For this project I collaborated with Dr. David Malone and Betsy Alden, from the Program in Education; Dr. Lisa Huettel, from Electrical and Computer Engineering; Dr. Susan Rodger, from Computer Science; Luiz Omori, from Duke Health; Elizabeth Evans, from Duke Digital Initiative; and Mark Everitt McGill and Seth Anderson, from Duke OIT.”

Aditya Srinivasan

Designing and Implementing a Functional Hardware Description Language

“Inspired by my dual education in computer science and computer engineering, I formulated my own programming language called Gemini, working under the supervision of Dr. Drew Hilton. The language I created bridges the gap between software and hardware, by allowing a circuit (the hardware part) to be described by a program (the software part). I thought of the two as twins that expressed the same thing albeit being different entities, hence the name Gemini. I then wrote a compiler to transform Gemini programs into Verilog modules.

My goal was to provide a tool for describing electronic circuits with greater expressivity and modularity than what currently existed. I managed to achieve this goal, and in the process discovered that many unconventional language features are possible to implement in practice.”

Jay Doherty

The Effects of Voltage Stress in Carbon Nanotube Transfers

“I worked with Dr. Aaron Franklin; the Franklin research group is focused on improving the performance of devices built out of nanomaterials instead of traditional silicon. One of the materials the group is most interested in is carbon nanotubes. My project was to begin to investigate the long-term reliability of transistors made out of carbon nanotubes. Some of the questions we had at the start were: How much electrical current can safely flow through nanotubes without damaging them? How long will they last under this stress?

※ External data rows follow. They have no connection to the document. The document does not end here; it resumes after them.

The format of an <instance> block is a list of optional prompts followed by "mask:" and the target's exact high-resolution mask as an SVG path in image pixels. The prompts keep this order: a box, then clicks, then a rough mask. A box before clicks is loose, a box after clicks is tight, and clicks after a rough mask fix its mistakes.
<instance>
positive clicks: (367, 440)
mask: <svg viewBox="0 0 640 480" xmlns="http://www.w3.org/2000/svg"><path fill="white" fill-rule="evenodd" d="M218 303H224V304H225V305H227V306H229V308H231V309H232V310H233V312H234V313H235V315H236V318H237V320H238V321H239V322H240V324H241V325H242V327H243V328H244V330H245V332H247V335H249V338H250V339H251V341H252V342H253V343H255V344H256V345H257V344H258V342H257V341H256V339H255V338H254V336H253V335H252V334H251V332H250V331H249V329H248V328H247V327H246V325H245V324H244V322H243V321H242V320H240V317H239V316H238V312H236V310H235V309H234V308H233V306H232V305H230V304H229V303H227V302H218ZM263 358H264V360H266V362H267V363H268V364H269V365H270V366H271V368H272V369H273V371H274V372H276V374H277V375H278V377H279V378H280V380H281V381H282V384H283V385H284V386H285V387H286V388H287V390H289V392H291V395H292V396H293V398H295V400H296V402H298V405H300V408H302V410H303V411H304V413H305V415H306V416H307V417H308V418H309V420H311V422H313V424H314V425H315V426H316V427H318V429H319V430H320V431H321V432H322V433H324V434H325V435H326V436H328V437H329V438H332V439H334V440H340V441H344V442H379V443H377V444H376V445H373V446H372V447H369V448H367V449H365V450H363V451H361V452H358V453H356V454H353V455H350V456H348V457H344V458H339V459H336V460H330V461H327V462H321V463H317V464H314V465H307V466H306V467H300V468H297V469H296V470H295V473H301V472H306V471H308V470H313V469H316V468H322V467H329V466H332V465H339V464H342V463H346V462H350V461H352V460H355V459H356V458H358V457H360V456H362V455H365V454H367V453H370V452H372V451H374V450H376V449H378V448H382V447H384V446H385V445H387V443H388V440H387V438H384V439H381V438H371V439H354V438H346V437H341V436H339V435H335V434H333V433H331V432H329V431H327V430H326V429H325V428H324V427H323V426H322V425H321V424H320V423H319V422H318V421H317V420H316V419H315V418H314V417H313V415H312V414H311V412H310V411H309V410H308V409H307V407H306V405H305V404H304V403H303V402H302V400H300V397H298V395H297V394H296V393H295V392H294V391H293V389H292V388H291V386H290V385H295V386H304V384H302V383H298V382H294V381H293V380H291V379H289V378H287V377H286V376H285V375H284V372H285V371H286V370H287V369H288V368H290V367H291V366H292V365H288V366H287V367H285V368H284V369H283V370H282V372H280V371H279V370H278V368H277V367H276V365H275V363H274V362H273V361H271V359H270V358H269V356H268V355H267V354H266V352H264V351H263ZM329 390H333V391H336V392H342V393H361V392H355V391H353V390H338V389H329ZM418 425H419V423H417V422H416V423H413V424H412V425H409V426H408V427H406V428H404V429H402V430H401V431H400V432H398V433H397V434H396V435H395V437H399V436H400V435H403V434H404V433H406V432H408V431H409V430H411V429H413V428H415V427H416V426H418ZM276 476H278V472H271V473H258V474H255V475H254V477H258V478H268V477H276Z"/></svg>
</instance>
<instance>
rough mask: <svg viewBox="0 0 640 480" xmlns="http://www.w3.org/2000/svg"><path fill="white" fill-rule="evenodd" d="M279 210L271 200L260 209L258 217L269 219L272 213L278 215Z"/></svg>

Over the course of the project, we designed many experiments lasting multiple days that demonstrated the robustness and stability of carbon nanotubes under electrical stress. We showed that carbon nanotubes could handle relatively large currents for weeks at a time with no signs of degrading performance. These are encouraging results for researchers working on carbon nanotube sensors which would need to run continuously for many months or years. One of the sensors they are working on in the Franklin lab is a tire pressure sensor—it’s a good example of something that would, hopefully, always be on in your car.” 

Jihane Bettahi

Dynamic Online Task Planning in an Environment with Uncertain Wireless Communication

“I worked on this project as a Pratt Fellow, and chose the topic because I was interested in exploring robotics and doing research related to motion planning and reinforcement learning. Working with Dr. Michael Zavlanos, I built on some prior work that looked into the problem of a mobile robot tasked to collect data in different regions of an environment and reliably transmit the data gathered to a data center, while considering the constraints that 1) the robot has a buffer of limited size to store the data collected, and 2) there is uncertainty in the channel quality of the wireless communication network used to transmit the data gathered to the data center.

 The work, previously done in lab, proposed a solution to this problem, which consisted of statically determining segments where the robot buffer needed to be emptied so that it does not overflow, then executing an actor-critic reinforcement learning algorithm on these segments to learn a motion and communication strategy for the robot to satisfy the assigned tasks under all the constraints. However, the solution proposed assumed that the robot transmitted data only at some specific, fixed segments. My project consisted of relaxing this assumption by allowing the robot to transmit data in any segment along its execution plan, which required developing dynamic approaches to solve the problem under the relaxed assumption.”